Review Of "Anthropology And The Dance: Ten Lectures, Second Edition" By D. Williams

Document Type

Book Review

Publication Date

1-1-2005

Published In

Choice

Abstract

Williams wrote the first edition (Ten Lectures on Theories of the Dance, 1991) of this dense work for use in her graduate courses in human movement studies at New York University (1979-84) and at Sydney University in Australia (1986-90). That volume has been out of print since 1997. The increase in discourse concerning dance and anthropology, particularly in graduate programs, makes this second edition timely. Williams examines how various authors "have attempted to understand and account for dances and dancing and for the beliefs and practices of those who dance." Each chapter approaches this basic theme from a different perspective, e.g., intellectualistic and literary explanations, functional explanations. References to and examples from a wealth of sources are included.

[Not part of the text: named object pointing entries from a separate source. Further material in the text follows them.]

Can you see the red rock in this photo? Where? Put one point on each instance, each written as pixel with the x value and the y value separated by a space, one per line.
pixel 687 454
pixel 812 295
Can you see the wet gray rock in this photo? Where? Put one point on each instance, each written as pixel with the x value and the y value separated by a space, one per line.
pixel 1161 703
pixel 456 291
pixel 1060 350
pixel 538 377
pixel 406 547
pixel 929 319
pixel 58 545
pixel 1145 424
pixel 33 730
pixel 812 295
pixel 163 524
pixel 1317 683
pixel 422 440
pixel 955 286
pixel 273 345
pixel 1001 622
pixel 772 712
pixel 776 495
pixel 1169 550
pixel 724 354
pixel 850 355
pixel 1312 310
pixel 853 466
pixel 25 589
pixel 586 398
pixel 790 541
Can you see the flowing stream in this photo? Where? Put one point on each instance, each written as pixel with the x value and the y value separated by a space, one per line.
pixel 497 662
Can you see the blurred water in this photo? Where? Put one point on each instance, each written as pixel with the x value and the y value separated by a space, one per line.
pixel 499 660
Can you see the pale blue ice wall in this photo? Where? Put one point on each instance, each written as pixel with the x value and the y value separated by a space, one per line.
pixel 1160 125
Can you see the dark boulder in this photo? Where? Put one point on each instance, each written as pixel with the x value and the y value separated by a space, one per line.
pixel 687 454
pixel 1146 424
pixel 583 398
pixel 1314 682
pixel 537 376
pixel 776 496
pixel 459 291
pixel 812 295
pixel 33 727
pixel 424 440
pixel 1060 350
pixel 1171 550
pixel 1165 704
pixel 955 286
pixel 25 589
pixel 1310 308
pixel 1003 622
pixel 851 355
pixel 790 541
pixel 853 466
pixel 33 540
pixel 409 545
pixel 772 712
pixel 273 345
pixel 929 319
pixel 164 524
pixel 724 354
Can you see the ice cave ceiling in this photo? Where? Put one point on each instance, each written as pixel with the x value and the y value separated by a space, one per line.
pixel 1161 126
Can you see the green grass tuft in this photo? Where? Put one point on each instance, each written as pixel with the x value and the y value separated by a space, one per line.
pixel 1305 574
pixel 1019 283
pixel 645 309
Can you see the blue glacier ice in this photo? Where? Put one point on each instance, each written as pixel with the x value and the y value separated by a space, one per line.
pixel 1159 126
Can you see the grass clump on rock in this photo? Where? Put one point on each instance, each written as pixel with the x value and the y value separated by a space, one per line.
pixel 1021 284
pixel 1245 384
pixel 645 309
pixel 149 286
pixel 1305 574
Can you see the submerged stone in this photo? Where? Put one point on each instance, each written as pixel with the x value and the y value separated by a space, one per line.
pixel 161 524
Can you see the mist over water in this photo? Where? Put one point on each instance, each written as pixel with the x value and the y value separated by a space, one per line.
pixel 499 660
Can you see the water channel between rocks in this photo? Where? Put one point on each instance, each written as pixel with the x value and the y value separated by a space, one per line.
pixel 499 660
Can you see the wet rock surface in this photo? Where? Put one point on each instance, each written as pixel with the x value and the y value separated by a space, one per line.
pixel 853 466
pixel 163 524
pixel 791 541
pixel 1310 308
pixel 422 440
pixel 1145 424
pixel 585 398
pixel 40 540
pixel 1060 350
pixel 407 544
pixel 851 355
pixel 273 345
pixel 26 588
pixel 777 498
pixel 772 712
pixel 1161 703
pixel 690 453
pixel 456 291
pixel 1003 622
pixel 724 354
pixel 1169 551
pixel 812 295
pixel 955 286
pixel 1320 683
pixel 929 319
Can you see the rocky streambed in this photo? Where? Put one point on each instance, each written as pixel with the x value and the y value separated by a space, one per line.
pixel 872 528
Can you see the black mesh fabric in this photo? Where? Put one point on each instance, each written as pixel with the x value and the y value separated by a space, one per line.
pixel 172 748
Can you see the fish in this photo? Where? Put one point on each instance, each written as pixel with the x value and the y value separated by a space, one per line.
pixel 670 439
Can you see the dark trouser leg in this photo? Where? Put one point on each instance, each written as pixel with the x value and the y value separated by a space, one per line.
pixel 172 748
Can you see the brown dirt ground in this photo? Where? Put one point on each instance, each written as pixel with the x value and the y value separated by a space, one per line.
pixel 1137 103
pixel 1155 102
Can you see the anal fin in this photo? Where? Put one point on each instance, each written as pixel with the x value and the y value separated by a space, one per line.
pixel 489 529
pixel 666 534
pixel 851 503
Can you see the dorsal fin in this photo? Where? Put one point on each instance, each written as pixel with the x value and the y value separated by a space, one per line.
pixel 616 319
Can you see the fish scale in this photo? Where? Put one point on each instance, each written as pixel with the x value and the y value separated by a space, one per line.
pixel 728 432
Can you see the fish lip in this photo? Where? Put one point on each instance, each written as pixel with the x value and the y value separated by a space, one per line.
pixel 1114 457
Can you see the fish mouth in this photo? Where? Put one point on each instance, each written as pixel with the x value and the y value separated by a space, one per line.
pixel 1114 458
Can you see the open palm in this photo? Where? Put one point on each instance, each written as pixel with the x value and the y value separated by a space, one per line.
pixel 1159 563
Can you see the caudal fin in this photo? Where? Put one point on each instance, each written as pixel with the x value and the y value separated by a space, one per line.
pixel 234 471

In an appendix, Williams revisits and critiques some of her earlier work, and this material will be valuable for beginning scholars. Equally useful are a chapter on bibliographic controls, the glossary, and Williams' extensive notes, both for the information they contain and for the forms they suggest as models. Summing Up: Recommended. Graduates and above in the fields of anthropology and dance.

Comments

This work is freely available courtesy of Choice Reviews. The review has been reproduced in full in the abstract field.